Distinctly Useful Code Collection (DUCC)

This is a collection of basic programming tools for numerical computation, including Fast Fourier Transforms, Spherical Harmonic Transforms, non-equispaced Fourier transforms, as well as some concrete applications like 4pi convolution on the sphere and gridding/degridding of radio interferometry data.

The code is written in C++17, but provides a simple and comprehensive Python interface.

Requirements

  • Python >= 3.7
  • only when compiling from source: pybind11
  • only when compiling from source: a C++17-capable compiler, e.g.
    • g++ 7 or later
    • clang++
    • MSVC 2019 or later
    • Intel icpx (oneAPI compiler series). (Note that the older icpc compilers are not supported.)

Sources

The latest version of DUCC can be obtained by cloning the repository via

git clone https://gitlab.mpcdf.mpg.de/mtr/ducc.git

Documentation

Online documentation of the most recent Python interface is available at https://mtr.pages.mpcdf.de/ducc.

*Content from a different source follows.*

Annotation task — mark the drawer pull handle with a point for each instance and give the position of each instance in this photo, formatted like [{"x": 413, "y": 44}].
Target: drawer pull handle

The C++ interface is documented at https://mtr.pages.mpcdf.de/ducc/cpp. Please note that this interface is not as well documented as the Python one, and that it should not be considered stable.

Installation

DUCC can be installed using a simple pip invocation:

pip3 install --user ducc0

In most cases this will download and install a binary wheel. However, the performance of the installed package may not be optimal, since the wheel has to work on all CPUs of a given architecture (e.g. x86_64) and will therefore probably not use all features present in your local CPU.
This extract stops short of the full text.